Software Engineering Institute

A flaw in handling HTTP requests that contain the "HTTP Request Smuggling" class of attacksHTTP Request Smuggling attacks involve injecting HTTP request(s) within other HTTP requests. Devices that handle HTTP data, such as web caches and proxy servers, may contribute to a class of attacks known as "HTTP Request Smuggling" attacks. HTTP Request Smuggling attacks occur when specially-crafted HTTP requests are inconsistently processed by multiple interconnected devices. In this manner the secondary request(s) may be "smuggled" through other devices without detection.

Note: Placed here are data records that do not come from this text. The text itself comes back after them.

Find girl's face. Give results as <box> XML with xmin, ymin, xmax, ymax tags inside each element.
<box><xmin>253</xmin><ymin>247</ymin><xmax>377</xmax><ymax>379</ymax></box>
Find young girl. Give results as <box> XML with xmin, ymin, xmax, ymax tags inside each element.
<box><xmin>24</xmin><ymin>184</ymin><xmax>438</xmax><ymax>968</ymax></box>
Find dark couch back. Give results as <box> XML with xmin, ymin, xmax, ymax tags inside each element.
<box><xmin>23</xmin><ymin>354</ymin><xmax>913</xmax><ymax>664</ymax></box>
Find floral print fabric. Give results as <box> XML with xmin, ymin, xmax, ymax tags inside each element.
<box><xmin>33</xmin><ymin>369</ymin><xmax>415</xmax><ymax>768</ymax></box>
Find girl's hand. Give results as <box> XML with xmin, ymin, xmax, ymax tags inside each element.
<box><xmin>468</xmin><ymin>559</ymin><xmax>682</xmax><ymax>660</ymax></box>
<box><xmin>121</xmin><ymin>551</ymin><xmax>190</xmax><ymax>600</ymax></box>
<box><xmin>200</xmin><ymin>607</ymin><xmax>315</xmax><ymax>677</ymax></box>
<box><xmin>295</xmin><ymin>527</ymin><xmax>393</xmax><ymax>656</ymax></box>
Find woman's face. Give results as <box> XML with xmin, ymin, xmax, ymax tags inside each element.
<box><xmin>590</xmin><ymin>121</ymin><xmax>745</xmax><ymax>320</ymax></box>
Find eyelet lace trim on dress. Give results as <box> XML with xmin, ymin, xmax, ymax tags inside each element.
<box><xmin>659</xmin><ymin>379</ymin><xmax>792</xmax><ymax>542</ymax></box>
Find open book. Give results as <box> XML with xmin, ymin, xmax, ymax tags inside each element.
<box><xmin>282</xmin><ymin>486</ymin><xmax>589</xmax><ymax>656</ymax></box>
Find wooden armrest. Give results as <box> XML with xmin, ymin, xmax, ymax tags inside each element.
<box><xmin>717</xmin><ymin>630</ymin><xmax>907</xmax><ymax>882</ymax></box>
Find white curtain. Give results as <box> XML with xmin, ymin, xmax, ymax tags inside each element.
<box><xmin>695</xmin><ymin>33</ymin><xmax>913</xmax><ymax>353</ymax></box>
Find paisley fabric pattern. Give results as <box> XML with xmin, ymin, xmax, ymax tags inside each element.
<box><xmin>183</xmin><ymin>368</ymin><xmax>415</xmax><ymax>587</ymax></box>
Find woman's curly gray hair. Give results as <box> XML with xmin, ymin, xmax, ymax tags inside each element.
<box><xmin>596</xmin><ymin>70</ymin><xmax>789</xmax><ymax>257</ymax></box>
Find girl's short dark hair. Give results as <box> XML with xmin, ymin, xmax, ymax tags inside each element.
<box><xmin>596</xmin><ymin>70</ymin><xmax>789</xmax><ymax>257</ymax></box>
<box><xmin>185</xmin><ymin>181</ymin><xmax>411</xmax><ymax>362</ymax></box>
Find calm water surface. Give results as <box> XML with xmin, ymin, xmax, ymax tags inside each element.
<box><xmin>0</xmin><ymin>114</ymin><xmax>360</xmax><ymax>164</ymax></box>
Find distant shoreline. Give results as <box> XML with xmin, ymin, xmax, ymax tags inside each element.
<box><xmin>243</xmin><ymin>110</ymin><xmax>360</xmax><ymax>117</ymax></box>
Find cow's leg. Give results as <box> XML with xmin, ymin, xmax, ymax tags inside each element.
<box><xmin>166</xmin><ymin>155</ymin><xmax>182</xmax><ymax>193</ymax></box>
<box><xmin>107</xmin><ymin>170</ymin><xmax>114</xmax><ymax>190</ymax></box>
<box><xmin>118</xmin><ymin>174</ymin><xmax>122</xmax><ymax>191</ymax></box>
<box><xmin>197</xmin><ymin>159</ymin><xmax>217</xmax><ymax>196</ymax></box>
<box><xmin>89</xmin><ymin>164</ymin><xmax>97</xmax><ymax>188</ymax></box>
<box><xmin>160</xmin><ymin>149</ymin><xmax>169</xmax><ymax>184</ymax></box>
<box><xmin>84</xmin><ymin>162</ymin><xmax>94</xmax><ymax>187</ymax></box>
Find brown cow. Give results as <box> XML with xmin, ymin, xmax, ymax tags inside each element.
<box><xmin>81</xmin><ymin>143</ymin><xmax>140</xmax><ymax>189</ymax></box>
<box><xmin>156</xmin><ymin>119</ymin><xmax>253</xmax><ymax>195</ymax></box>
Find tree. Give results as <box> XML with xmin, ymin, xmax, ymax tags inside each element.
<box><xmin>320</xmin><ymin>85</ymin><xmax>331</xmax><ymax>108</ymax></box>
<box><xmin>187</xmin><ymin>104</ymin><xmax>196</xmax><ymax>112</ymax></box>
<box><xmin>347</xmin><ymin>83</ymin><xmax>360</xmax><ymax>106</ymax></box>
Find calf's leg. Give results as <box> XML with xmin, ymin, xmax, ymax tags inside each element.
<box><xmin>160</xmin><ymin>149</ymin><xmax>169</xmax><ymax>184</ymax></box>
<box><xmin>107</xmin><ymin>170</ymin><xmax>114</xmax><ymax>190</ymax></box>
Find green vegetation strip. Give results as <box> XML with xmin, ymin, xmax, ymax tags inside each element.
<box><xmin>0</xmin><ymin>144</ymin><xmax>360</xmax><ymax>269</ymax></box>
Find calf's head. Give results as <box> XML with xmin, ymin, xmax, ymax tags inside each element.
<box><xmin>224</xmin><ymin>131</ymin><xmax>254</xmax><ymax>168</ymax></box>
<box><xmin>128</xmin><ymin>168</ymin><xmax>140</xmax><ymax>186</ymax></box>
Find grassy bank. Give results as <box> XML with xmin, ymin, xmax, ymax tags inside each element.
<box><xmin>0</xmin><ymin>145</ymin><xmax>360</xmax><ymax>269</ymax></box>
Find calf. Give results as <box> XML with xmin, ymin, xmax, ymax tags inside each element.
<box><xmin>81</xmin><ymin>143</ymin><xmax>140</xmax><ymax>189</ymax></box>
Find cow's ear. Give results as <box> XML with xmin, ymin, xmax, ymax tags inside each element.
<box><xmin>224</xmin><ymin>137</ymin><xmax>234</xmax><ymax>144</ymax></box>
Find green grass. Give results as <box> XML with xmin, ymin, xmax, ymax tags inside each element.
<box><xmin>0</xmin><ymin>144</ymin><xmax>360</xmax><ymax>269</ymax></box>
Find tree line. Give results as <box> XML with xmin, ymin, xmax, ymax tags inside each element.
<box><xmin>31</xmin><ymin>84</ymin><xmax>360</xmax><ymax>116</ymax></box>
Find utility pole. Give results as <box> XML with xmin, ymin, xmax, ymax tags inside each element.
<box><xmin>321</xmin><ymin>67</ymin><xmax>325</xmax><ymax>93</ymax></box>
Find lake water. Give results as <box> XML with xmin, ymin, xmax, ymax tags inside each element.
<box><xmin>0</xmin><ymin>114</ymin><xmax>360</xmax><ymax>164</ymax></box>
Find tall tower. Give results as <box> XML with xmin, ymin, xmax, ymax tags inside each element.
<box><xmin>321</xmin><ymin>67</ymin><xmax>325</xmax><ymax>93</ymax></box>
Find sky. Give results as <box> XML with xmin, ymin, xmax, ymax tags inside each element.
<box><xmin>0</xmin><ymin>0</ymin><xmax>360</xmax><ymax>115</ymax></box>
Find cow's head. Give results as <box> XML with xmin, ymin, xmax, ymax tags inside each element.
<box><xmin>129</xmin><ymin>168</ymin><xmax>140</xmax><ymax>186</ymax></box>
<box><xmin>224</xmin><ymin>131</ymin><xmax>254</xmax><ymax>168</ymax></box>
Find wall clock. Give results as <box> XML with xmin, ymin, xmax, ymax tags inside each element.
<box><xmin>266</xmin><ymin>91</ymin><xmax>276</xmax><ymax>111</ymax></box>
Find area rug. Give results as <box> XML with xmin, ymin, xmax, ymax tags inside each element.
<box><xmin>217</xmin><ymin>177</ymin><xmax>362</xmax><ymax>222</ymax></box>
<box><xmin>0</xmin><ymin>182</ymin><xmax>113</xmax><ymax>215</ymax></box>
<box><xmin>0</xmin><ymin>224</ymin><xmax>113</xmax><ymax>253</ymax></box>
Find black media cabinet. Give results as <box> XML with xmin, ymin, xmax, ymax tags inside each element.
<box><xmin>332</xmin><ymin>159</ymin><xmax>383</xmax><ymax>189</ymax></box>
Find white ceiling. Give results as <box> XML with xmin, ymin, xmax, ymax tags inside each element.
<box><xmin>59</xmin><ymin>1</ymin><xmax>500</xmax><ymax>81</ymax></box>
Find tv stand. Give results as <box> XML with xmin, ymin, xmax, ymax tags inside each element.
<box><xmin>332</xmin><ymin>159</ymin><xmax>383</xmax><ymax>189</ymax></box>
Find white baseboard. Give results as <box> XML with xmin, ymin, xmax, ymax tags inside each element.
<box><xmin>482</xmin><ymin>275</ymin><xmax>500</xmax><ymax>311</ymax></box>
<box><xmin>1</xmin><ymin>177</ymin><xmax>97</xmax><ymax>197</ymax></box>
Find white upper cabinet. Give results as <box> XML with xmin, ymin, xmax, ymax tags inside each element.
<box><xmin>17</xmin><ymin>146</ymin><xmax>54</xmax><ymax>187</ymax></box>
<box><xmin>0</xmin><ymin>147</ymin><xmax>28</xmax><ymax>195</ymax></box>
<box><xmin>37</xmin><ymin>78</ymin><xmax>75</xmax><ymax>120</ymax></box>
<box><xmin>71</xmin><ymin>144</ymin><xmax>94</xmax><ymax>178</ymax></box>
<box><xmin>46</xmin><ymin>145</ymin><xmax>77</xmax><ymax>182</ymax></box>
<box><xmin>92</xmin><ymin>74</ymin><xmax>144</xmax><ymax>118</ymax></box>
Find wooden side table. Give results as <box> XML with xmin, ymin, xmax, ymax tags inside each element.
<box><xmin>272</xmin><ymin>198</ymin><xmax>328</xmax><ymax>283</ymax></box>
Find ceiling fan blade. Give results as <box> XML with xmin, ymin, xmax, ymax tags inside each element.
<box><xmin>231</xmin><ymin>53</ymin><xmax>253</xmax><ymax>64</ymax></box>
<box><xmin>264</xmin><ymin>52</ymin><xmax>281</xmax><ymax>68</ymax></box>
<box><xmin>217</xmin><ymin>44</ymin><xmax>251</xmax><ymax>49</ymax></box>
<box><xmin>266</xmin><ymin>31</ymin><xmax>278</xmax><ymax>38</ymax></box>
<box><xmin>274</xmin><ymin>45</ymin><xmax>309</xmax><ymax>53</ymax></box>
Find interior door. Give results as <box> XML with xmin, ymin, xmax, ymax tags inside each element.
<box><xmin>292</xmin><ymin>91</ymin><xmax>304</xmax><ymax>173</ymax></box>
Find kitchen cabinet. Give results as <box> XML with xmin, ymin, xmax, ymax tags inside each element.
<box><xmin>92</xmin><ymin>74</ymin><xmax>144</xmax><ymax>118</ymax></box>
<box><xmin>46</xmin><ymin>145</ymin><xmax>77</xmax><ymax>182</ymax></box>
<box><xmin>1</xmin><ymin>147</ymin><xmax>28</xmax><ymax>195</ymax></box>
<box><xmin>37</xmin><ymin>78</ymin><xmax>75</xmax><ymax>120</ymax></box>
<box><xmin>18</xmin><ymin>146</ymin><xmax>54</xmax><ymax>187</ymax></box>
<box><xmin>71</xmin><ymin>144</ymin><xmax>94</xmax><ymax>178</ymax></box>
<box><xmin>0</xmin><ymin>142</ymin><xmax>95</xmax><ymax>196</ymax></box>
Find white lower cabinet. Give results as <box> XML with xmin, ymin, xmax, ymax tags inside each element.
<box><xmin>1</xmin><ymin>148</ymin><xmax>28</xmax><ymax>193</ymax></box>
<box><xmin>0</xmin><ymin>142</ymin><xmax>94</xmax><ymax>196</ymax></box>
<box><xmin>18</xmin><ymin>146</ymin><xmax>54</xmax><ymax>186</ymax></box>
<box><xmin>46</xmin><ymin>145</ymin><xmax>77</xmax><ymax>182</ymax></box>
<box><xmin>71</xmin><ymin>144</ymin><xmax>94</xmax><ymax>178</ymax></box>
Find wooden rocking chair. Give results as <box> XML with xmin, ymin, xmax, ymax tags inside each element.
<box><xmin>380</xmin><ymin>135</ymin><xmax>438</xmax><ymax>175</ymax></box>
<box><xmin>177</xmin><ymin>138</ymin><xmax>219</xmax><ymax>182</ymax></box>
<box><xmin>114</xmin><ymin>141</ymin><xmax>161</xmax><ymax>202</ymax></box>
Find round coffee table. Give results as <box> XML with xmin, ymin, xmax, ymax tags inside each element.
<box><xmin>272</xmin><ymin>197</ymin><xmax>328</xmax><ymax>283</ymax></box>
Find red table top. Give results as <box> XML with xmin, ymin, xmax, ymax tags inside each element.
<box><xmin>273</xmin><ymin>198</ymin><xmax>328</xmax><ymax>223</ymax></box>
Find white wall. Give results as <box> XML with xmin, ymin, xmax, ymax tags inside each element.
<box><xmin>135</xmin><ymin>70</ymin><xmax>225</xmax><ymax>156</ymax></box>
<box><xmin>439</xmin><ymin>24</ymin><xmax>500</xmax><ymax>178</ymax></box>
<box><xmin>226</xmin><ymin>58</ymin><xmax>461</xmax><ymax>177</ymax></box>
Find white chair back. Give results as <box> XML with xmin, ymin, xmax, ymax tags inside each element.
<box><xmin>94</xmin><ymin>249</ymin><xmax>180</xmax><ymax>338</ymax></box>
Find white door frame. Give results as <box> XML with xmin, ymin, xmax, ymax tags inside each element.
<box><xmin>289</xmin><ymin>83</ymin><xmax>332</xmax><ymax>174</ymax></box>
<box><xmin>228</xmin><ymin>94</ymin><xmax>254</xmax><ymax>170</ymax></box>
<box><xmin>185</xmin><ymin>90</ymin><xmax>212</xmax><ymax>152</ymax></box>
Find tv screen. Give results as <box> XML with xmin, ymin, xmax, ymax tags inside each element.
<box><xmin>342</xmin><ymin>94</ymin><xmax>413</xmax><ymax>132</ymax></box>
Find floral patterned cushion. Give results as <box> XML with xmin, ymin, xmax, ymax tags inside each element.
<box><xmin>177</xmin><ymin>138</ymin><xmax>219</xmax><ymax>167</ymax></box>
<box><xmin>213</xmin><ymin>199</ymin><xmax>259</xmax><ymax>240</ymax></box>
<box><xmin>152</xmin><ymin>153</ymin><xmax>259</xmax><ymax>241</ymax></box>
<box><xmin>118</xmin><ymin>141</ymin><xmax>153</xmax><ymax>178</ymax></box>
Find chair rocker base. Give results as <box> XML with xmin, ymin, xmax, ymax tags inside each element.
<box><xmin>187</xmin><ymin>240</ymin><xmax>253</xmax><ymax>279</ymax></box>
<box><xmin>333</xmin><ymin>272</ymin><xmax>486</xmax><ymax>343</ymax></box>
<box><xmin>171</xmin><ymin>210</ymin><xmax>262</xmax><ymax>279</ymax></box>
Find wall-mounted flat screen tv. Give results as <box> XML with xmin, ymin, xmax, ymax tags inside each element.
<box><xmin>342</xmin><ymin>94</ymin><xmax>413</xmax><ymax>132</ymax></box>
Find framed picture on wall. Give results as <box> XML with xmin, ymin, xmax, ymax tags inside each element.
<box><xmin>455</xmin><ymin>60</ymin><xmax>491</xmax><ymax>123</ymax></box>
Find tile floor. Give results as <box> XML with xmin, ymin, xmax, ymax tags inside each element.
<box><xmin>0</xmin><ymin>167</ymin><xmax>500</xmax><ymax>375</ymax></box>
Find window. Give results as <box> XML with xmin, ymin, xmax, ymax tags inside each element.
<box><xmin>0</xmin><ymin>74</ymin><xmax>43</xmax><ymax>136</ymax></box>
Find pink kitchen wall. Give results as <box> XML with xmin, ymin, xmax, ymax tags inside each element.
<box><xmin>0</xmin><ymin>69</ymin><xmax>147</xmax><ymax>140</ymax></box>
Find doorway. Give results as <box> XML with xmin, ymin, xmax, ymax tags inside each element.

As a simple example, including multiple Content-Length headers into a single request may result in interconnected devices handling the request in a different manner. Given two Content-Length headers, partial request data may be processed on one device where another subsequent device (using the longer Content-Length header) may read more request data. This in turn changes the nature of the request and may result in cache poisoning or request hijacking.

HTTP Request Smuggling is outlined in depth in the Watchfire "HTTP Request Smuggling" whitepaper.

Multiple scenarios are possible depending on the devices in use and the strategies that are utilized by the attacker. These attacks may involve cache poisoning, request hijacking, protection bypass, and cross-site scripting.

Apply an update

Contact your vendor for information on updates, patches, and workarounds.